Some time ago, the National Archives of Australia made the decision to use open standard, XML file formats for longterm preservation of digital data. Naturally, they chose ODF.

They developed a custom tool to help manage the archival process, named it Xena, and released it as open source using Sourceforge.

It’s a great example of the ecosystem growing around the ODF format, as well as how an open source tool developed for one organization’s needs can be shared online to help many others, without additional cost or effort.

Byfield on Rumors of a Fork

October 15th, 2007 Benjamin Horst

Bruce Byfield cuts through some of the recent confusion about whether Novell is going to fork OpenOffice.org in “Novell is not forking OpenOffice“.

I am glad to see vigorous debate within the OOo community, as it means there are a lot of passionate concerned members who want the best for the project overall.

In general, in fact, it seems the OOo community has gotten a lot stronger recently, with new members IBM and Beijing RedFlag 2000, and Sun implementing new processes to better communicate with community members:

“According to Meeks, Novell is not stopping cooperation with Sun. “We contribute more than half our code to what we see as the core of OpenOffice,” Meek says, referring to bug-fixes and revisions of existing applications and subsystems. He also acknowledges that, recently, “Sun has really been improving how they deal with the community,” citing such improvements as an engineering steering committee that he says has resulted in “much faster patch turnarounds. So, on one level, that’s really encouraging.”

There is room for improvement in the way the community operates, but there is reason for strong optimism too, as the future looks ever brighter for the OpenOffice.org project.

OpenProj Exceeds 100,000 Downloads

October 10th, 2007 Benjamin Horst

Projity’s press release announces that OpenProj has already been downloaded 100,000 times, and InfoWorld also covers this milestone in “Preview: OpenProj brings free, robust project management to the desktop.”

I like InfoWorld’s summary of their review:

OpenProj performs all the essential tasks you’d do with a desktop project management application. That, and cross-platform availability, would justify Projity charging even a portion of Microsoft Project’s $999 price tag. But with OpenProj’s free access, it’s just one more compelling case for going open source on the desktop.”
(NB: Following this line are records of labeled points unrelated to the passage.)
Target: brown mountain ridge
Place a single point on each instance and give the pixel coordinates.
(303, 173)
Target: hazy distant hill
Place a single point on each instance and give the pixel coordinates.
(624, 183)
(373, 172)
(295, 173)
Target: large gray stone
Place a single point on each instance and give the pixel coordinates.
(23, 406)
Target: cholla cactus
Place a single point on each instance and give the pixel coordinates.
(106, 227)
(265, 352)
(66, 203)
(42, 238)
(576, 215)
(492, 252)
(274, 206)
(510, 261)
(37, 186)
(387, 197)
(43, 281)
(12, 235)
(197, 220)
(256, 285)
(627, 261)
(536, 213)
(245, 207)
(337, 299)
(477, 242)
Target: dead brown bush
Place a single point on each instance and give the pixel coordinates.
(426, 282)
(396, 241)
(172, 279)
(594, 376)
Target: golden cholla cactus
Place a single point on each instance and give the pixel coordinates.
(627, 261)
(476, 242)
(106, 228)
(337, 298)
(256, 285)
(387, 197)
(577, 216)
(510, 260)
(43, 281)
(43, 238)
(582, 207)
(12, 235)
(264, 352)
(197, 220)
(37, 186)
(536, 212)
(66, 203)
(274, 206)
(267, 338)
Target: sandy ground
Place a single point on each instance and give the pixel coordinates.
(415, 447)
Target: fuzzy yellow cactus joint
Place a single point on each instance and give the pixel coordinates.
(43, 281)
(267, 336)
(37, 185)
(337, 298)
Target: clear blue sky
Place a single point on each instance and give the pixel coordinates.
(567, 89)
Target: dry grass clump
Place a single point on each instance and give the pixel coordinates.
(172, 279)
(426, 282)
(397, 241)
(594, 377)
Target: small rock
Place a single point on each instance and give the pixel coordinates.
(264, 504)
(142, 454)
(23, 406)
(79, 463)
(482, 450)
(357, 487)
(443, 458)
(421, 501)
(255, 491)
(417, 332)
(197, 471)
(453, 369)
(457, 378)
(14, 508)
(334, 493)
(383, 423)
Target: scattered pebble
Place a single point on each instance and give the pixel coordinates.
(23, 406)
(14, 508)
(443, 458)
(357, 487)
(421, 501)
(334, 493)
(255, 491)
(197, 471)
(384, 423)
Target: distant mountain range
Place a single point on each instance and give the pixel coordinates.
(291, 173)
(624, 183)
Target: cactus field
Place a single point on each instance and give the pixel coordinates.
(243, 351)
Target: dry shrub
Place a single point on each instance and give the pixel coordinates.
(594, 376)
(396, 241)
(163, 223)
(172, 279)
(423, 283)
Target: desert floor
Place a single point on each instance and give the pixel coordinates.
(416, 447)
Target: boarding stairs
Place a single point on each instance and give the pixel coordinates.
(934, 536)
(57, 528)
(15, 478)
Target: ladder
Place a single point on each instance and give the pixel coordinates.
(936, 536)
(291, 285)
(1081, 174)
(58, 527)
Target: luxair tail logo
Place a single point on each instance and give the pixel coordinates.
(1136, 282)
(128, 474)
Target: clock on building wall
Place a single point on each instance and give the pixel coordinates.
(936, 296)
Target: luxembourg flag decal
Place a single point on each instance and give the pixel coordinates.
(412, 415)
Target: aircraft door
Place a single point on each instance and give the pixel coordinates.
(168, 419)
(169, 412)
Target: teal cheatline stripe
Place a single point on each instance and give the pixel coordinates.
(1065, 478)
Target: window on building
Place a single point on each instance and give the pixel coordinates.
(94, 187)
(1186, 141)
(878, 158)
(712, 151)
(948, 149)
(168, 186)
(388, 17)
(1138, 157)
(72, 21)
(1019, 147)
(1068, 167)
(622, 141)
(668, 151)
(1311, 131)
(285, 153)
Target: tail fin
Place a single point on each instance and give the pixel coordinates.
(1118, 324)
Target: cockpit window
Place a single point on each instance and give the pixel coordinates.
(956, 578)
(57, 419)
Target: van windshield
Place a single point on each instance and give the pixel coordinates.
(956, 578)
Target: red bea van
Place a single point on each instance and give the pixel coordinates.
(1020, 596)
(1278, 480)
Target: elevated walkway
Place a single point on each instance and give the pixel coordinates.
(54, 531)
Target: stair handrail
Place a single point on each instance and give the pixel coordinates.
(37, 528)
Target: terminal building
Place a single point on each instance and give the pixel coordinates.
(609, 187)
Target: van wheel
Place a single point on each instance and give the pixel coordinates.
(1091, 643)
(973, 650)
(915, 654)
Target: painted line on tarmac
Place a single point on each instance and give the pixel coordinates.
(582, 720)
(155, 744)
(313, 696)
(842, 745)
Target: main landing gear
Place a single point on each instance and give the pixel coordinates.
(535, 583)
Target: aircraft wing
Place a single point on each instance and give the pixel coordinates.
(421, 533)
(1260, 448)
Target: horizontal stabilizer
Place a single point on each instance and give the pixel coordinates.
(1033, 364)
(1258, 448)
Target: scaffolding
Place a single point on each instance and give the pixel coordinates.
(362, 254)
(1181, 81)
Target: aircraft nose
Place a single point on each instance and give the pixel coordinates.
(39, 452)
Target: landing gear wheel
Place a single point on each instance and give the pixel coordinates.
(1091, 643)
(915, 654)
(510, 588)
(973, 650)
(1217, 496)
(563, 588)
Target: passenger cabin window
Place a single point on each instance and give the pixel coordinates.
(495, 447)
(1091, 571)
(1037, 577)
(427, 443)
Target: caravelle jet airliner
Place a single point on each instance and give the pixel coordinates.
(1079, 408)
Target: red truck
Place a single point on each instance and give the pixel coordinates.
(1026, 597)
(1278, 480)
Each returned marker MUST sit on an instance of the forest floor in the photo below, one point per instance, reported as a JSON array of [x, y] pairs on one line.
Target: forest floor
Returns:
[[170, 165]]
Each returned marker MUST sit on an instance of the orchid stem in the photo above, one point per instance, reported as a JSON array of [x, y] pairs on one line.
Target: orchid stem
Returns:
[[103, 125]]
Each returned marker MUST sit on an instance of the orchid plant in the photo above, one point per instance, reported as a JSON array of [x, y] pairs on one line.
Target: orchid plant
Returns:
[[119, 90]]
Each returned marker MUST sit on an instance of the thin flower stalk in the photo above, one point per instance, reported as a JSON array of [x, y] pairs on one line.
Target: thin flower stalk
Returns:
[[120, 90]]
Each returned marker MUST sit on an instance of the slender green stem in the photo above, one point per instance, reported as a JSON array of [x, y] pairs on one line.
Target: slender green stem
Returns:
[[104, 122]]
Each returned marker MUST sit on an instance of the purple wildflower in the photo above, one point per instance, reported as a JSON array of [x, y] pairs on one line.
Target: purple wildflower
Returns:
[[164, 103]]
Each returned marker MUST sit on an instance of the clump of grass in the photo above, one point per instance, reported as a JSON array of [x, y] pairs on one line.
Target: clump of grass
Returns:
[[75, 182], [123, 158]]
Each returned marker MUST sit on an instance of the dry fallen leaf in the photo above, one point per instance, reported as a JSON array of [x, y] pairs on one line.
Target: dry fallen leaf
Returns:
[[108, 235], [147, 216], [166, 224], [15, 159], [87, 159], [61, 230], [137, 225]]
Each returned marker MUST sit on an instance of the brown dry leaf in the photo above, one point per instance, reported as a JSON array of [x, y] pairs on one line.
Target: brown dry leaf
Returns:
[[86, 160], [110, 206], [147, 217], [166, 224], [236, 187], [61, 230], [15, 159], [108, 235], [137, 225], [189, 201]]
And InfoWorld’s final verdict,

OpenProj, an excellent open source desktop alternative to Microsoft Project, reads native Project files while providing an especially precise scheduling engine. The OpenProj solution has essential project management tools, including Gantt Charts, Network Diagrams (PERT Charts), WBS and RBS charts, Earned Value costing – all surrounded by a customized user interface.”

You can download OpenProj for all platforms from Sourceforge.